The great thing about the LinkedIn QR Code? You can open it, have someone scan it with their phone, and be connected before you part ways. If you’ve decided to send all the people you meet to your LinkedIn profile (‘set your destination’), this is your best, simplest path.


Have more than one thing you want to promote? Consider setting up afree Linktree account to consolidate all your important information into one place for your new contacts. Your Linktree always stays the same, but you can easily update the content with a moment’s notice if you have something new to share. And, if you enter your contact details, Linktree will automatically create a contact card in a standard VCF format that anyone can download directly to their phone or computer. How’s that for efficiency?

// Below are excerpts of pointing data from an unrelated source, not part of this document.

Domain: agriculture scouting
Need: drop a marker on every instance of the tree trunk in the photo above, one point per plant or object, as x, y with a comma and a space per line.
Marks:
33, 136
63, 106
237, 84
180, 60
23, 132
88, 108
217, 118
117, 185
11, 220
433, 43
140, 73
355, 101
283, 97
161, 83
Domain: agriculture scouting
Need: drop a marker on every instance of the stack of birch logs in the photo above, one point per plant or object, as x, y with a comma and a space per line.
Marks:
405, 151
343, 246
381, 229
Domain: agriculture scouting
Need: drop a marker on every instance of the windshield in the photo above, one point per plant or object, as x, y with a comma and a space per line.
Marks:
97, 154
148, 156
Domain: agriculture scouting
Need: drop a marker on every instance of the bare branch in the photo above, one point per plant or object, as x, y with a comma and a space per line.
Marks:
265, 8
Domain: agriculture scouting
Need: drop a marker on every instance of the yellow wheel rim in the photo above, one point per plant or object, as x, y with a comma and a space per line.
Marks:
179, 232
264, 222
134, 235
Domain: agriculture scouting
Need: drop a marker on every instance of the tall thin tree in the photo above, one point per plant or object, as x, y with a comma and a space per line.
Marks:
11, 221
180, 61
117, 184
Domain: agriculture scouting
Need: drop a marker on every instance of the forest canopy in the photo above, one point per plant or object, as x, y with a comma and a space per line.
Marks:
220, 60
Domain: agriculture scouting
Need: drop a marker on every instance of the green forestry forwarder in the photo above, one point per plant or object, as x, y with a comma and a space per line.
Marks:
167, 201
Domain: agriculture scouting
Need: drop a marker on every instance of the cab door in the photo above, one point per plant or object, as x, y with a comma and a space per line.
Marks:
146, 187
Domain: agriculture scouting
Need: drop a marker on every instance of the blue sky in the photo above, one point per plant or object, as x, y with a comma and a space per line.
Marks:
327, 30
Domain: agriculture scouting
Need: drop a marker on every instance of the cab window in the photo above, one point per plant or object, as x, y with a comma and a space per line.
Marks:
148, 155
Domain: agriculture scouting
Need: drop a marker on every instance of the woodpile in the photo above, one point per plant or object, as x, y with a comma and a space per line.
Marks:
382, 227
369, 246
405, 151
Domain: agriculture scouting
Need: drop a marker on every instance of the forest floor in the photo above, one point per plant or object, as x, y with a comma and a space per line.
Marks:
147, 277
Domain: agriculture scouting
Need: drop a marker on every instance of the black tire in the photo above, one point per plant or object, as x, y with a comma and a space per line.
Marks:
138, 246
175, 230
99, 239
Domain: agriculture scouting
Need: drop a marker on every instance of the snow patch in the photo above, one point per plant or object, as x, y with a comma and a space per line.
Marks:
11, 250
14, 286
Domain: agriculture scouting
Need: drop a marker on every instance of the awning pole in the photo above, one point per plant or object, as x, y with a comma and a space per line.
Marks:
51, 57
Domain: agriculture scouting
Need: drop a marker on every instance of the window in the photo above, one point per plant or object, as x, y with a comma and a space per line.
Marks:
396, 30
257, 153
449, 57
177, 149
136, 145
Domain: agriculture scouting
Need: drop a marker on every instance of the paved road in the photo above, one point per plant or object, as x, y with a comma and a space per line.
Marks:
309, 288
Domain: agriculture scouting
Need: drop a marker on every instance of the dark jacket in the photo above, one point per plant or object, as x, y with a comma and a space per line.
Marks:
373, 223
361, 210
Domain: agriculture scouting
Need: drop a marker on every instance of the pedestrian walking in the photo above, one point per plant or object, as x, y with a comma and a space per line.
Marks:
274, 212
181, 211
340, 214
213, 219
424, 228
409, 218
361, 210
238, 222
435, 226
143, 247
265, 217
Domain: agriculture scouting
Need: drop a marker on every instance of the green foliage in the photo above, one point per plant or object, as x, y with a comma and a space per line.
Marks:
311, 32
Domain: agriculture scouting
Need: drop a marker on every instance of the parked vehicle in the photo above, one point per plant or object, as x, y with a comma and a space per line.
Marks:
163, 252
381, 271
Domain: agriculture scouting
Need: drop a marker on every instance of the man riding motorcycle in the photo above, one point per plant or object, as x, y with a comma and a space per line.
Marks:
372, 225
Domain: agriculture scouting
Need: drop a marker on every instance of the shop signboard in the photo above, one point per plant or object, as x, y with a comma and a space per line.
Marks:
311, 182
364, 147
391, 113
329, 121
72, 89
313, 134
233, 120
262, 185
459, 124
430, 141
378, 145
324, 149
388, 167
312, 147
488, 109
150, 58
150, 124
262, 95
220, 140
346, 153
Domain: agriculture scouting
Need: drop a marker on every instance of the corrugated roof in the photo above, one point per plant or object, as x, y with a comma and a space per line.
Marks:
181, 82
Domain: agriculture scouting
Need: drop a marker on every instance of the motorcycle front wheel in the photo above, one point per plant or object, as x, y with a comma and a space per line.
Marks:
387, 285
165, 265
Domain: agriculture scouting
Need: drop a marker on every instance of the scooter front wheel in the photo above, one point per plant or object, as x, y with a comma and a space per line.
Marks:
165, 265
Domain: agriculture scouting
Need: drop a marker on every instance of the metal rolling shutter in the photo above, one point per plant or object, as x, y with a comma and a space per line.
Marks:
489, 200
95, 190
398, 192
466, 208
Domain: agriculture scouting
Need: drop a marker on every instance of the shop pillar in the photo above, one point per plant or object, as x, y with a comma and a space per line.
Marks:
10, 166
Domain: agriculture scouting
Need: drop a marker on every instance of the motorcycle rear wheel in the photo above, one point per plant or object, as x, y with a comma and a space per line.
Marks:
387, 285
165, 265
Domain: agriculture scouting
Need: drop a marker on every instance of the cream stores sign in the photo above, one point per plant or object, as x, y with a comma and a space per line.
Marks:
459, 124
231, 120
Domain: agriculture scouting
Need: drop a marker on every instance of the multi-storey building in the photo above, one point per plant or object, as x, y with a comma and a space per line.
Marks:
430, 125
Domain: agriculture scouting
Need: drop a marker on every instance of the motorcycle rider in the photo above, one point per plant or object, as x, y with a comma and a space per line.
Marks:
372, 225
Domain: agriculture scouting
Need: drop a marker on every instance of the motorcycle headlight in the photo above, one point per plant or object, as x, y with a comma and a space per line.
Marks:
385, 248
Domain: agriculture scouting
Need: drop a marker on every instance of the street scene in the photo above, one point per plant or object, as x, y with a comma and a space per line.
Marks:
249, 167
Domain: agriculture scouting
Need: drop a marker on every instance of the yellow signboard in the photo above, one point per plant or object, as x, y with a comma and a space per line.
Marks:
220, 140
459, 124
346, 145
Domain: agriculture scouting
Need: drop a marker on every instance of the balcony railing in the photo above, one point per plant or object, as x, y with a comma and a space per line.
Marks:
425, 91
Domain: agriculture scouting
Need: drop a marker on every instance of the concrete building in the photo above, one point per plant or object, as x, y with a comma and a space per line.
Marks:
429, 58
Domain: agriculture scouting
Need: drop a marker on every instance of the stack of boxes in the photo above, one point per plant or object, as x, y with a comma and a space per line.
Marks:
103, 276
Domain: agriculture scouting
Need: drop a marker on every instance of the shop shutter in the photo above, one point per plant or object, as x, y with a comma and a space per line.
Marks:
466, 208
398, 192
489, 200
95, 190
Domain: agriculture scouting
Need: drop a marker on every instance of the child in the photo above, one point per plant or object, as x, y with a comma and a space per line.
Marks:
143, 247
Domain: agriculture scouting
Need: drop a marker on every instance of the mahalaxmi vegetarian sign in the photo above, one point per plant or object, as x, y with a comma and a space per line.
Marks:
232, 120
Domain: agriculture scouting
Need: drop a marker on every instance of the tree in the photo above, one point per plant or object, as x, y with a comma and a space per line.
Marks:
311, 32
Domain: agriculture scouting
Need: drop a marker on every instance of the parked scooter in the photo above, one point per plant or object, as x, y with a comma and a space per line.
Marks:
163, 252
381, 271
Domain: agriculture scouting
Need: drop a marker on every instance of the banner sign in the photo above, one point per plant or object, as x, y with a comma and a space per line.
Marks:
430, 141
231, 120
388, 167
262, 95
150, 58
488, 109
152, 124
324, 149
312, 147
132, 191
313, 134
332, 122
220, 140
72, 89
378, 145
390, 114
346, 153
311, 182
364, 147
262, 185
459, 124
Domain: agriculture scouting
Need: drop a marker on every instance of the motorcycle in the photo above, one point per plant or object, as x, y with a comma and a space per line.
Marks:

Never seen or used Linktree? Take a look at mine.


Business Cards

Truly the most controversial among my networking advice, I still suggest business cards if you are actively trying to promote anything – yourself, your business, your friend’s petting zoo. It’s the most efficient physical “leave behind” that you can produce, with costs at suppliers like VistaPrint and Moo running as low at $21 for 50 cards. How many do you need? I never bring more than 100, so the minimum order will suffice for most uses.


What do you do with them? Hand them out to everyone you meet! If you’re in a particularly high traffic area, you might see one of my business cards laying out on a random table. It’s not because someone has carelessly discarded my card (though fine if they did, as long as they have my info now). Instead, I will drop a card here or there just to catch someone’s eye. You never know who needs something to read while they’re scarfing down a cold sandwich between sessions! 


And don’t forget to include your personal QR Code on your business card. And your resume. And everywhere else!!! here's an example of how that plays out in real life.


Business card with QR Code
Make sure to use your personal QR Code on your business cards and everywhere else!


You Got This!

There are only about 18 people on earth who don't get nervous at the idea of meeting random humans and trying to appear interesting to them. Give yourself some grace. We're all nervous. If you need a topic to talk about, tell them about all your new tech! You'd be surprised how many people appreciate the tips. Just ask Marla Mohr, Kalina Leopold, and Sameena Sadfar, all of whom shared their tips with me!